Monday, July 25, 2011

Amelia Earhart, Definitions of Homesickness

I can't stop reminding myself: I'm here I'm here I'm here! No, really, I'm actually here! Right now, I am sitting in my bedroom, looking at my boots lined up along the wall and my dresses hanging in the closet. The house is chilly with the winter air, but that just makes the past hour I spent sitting at the little kitchen table with my host mom and sister, eating toasted sandwiches, sipping hot tea and talking, so much cozier. Some things that are new: 1) The hot water system. It's a big, dangerous-looking tank in the kitchen that requires the lighting of a match, the fiddling of knobs, and the pulling of levers. I'm afraid to touch it. 2) Southern hemisphere constellations. I looked out the window over the Atacama on my flight from Lima, Perú to Santiago, and saw the Southern Cross in a sky so vast and desolate it was eerie. I was looking down at the driest desert on the planet, and it was pitch black. The earth blended into a dark sky glowing with unfamiliar stars and I felt tiny, staring out of my little round plane window. I wonder how Amelia Earhart felt when she was flying over the ocean at night.

Eventually, I made it here around noon for a total travel time of 30 hours (wake up, drive to tampa airport, fly to miami, wait five hours, fly to lima, wait four hours, fly to santiago, wait five hours, drive to Viña, explode, combust, meet family). All the time I spent in airports, hearing English fade out, noting the decreasing population of vacationing Americans, made me realize just how far away Chile is. This is the furthest I've ever been from home by myself, and it's really scary. It's scary, of course, until I remember that my bright white house is two blocks from the sea where you can watch freighters coming into port and hear musicians playing along the sea wall. Scary until I realized that I kind of fit in here. People don't turn their heads to look at me because I don't stick out as much as I have in other places. The flight attendant, when he was walking through the plane with customs declaration forms, looked at me and asked, "Eres Chilena?" "Are you Chilean?" He even used the familiar! Finally, it was scary until my host mom started to end her questions to me with "mi amor," like "Estas contenta, mi amor? Quieres algo?" and I remembered why I'm doing this, and why I wanted to live with a family. Because my home is here for the next five months. And that is *so* not scary at all.

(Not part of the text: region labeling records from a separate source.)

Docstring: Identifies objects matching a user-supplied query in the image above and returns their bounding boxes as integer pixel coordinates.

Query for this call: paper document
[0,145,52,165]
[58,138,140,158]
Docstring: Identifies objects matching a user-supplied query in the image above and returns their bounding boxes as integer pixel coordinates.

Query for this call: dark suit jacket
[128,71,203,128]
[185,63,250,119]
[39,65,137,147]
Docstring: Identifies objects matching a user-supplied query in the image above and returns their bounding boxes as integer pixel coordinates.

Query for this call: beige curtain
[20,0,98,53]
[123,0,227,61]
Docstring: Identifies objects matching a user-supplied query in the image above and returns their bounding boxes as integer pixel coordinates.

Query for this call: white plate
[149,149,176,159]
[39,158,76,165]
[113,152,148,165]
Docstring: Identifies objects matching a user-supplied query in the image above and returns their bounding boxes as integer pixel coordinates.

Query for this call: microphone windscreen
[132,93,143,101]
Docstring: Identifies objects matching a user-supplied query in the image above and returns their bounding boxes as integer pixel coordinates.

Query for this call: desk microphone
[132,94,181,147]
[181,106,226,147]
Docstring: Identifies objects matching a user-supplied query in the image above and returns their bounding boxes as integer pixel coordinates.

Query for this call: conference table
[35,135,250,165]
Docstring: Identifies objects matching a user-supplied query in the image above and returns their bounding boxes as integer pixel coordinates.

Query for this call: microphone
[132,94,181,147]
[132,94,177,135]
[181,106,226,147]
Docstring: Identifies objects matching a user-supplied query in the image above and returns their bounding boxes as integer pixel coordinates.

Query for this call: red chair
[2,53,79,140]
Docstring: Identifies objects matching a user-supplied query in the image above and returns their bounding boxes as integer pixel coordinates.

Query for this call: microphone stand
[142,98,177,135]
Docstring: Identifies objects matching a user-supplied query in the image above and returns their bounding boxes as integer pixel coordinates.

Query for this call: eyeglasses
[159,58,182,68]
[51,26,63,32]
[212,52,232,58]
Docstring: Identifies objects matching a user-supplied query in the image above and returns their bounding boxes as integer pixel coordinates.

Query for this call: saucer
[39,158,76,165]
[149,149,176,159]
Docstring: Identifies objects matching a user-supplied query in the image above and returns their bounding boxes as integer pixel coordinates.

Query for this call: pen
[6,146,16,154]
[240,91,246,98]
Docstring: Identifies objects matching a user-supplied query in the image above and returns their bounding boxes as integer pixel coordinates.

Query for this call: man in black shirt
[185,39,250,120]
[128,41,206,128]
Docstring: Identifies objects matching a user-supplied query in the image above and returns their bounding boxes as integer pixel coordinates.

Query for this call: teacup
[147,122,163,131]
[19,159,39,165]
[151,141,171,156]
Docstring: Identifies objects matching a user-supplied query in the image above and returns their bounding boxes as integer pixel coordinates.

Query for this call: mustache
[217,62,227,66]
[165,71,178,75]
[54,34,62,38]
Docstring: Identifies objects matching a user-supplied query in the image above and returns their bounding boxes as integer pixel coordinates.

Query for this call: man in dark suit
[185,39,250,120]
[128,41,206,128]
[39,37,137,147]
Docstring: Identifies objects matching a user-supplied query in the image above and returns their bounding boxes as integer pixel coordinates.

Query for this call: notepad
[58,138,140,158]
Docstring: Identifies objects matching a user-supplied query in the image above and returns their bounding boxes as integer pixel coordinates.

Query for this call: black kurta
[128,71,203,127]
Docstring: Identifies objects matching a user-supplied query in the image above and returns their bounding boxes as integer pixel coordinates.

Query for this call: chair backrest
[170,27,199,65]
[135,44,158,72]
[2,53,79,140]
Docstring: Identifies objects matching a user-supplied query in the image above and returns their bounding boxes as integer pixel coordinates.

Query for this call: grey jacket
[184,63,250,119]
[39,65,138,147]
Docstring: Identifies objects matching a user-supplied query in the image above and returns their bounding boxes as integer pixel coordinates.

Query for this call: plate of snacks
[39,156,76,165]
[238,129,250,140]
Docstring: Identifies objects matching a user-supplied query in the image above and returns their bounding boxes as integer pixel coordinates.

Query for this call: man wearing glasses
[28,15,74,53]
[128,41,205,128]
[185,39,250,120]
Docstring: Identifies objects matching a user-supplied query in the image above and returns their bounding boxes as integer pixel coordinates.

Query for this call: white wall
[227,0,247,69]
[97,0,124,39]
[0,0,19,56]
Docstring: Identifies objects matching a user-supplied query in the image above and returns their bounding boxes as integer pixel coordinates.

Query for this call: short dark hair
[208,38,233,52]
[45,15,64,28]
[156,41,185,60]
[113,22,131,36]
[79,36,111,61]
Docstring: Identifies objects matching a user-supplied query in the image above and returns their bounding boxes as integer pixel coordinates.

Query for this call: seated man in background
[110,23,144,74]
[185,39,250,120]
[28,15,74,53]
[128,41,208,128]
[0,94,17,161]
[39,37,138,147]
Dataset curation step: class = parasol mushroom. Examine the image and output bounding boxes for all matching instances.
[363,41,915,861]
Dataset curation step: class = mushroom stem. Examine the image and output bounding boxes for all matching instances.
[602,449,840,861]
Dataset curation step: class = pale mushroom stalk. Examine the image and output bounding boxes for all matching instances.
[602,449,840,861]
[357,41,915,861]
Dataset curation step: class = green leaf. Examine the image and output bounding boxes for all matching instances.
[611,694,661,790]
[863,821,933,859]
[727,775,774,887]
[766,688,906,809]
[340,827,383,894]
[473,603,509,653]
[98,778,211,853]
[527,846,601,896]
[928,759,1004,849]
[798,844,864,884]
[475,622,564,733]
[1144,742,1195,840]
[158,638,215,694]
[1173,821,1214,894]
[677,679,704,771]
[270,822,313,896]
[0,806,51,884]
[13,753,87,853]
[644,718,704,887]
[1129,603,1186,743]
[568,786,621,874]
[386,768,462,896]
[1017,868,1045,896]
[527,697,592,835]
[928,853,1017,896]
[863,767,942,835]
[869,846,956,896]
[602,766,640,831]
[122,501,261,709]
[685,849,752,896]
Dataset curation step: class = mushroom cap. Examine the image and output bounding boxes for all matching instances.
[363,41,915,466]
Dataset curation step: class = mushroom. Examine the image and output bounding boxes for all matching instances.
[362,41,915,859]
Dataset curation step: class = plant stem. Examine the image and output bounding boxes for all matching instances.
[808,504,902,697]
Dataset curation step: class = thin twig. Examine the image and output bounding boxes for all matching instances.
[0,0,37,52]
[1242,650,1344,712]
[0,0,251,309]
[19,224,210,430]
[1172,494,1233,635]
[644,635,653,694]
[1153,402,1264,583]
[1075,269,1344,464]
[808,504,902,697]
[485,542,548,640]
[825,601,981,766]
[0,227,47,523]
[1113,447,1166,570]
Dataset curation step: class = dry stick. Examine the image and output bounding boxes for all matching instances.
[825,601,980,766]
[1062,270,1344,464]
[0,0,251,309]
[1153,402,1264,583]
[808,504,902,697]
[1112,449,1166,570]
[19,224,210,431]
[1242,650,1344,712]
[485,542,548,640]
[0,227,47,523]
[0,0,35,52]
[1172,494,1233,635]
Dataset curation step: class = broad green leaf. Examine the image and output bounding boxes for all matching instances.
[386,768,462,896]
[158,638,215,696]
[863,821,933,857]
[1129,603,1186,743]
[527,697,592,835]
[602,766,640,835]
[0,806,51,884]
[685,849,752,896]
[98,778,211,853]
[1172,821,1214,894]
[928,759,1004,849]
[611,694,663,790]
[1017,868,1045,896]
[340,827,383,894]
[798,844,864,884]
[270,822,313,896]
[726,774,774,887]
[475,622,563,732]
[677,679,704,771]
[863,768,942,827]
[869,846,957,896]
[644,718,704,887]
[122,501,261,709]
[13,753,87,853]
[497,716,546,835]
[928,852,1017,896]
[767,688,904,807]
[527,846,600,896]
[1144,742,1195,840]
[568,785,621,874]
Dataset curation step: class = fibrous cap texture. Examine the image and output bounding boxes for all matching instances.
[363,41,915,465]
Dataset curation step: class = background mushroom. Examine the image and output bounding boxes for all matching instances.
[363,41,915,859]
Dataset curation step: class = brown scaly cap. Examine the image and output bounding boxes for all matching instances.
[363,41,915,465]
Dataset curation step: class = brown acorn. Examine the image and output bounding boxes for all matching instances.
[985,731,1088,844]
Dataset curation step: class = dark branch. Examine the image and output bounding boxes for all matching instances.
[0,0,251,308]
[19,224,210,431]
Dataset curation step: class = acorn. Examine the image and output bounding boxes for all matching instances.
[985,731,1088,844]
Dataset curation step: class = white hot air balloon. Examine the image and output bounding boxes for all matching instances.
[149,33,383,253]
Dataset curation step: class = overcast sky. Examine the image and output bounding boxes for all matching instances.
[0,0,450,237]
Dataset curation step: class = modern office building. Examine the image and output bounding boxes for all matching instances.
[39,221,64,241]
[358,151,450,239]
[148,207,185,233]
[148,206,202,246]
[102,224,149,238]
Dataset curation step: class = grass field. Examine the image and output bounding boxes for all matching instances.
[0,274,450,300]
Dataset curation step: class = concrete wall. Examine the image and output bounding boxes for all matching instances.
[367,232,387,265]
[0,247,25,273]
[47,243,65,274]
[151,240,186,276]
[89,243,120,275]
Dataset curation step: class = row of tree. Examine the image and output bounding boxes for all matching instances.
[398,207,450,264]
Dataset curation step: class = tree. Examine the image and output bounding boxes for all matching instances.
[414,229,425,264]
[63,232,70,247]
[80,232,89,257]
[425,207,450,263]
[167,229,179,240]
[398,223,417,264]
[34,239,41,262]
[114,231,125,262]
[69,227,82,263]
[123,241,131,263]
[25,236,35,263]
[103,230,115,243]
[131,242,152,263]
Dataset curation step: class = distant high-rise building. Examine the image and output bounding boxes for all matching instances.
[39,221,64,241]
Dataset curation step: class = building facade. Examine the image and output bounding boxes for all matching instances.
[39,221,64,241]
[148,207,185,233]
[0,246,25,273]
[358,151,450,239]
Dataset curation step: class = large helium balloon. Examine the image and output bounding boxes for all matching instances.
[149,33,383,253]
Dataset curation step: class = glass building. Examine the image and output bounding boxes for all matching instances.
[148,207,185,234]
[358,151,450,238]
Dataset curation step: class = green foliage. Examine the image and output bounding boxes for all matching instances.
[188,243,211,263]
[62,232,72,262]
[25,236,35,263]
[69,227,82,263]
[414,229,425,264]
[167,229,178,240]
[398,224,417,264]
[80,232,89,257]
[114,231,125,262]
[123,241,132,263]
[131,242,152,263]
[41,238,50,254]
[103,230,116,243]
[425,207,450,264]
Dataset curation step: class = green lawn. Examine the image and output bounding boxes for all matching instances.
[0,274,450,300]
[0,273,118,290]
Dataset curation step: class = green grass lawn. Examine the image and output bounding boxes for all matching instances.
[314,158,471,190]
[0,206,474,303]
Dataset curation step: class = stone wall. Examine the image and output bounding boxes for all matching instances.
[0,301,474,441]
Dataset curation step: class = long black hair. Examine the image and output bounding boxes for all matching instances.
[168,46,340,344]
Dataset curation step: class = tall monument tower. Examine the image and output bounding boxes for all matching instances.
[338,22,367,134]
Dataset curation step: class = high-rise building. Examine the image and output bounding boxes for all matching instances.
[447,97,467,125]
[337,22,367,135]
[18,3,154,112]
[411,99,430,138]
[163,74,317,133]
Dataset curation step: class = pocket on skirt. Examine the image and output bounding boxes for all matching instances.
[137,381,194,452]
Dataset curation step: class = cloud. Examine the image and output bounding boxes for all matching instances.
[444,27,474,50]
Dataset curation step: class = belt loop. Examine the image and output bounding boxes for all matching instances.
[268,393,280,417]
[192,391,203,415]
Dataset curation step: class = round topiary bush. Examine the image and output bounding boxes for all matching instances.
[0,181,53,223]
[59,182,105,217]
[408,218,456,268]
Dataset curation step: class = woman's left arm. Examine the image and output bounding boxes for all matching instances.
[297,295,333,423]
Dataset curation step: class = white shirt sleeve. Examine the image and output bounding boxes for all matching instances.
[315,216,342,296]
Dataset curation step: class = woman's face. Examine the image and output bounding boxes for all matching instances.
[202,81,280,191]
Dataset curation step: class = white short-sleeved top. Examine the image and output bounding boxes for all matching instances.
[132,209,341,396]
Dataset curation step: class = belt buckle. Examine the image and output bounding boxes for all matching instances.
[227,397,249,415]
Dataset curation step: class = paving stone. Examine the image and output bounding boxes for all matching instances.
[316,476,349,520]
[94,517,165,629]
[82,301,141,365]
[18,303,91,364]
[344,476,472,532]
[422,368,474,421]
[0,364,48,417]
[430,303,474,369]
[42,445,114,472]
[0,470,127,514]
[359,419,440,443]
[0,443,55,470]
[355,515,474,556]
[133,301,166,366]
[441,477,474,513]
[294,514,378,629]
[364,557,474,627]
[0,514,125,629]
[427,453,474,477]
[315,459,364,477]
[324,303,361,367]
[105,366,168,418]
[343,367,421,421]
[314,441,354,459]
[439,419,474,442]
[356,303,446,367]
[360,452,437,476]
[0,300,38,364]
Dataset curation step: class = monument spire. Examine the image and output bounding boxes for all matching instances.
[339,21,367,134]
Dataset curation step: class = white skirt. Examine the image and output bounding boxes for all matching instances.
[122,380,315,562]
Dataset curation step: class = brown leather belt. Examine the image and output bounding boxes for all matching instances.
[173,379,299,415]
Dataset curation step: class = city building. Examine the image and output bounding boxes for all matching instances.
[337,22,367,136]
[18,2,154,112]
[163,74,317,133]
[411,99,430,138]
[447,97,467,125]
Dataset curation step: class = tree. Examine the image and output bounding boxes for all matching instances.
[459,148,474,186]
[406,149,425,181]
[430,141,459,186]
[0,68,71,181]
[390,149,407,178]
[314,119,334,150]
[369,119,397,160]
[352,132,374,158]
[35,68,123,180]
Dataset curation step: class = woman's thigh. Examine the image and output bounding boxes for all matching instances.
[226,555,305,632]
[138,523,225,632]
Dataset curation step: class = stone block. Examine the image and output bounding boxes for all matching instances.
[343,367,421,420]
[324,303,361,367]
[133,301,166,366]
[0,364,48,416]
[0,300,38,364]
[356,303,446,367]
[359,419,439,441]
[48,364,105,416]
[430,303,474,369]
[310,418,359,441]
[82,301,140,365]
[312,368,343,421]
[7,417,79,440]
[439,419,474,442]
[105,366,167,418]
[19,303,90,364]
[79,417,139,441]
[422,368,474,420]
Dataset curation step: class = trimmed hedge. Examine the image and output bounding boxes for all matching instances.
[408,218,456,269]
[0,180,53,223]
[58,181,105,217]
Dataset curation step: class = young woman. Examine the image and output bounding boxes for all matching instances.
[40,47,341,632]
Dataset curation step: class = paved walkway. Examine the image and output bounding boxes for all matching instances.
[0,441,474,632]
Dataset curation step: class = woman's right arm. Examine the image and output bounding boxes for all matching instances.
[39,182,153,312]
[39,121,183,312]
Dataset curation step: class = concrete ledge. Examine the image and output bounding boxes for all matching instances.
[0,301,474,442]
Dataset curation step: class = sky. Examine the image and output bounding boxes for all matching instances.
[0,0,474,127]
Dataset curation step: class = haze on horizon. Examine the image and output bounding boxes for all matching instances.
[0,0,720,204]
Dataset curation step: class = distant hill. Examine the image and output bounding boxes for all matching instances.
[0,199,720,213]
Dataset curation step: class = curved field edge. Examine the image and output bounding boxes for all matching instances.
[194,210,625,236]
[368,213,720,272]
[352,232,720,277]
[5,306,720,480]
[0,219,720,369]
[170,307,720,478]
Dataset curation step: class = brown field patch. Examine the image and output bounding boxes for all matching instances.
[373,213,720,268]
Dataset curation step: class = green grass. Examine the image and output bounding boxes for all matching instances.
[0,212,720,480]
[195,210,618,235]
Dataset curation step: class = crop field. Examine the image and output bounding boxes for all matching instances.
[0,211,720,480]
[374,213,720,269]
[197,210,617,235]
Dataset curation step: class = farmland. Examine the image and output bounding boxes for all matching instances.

  1. I am sure you will soon be friends with Señor Tanque Peligroso.

  2. I wanna go! Ill trade you homes for the next five months...

  3. Yes for feeling at home abroad! If our experience is any indication, you will go through peaks and valleys, feeling at home and getting lost, but each time the feeling last a little bit longer, until you even out and never want to leave. At which point, leaving usually happens. Ahh, well. The turtle wears its home on its back...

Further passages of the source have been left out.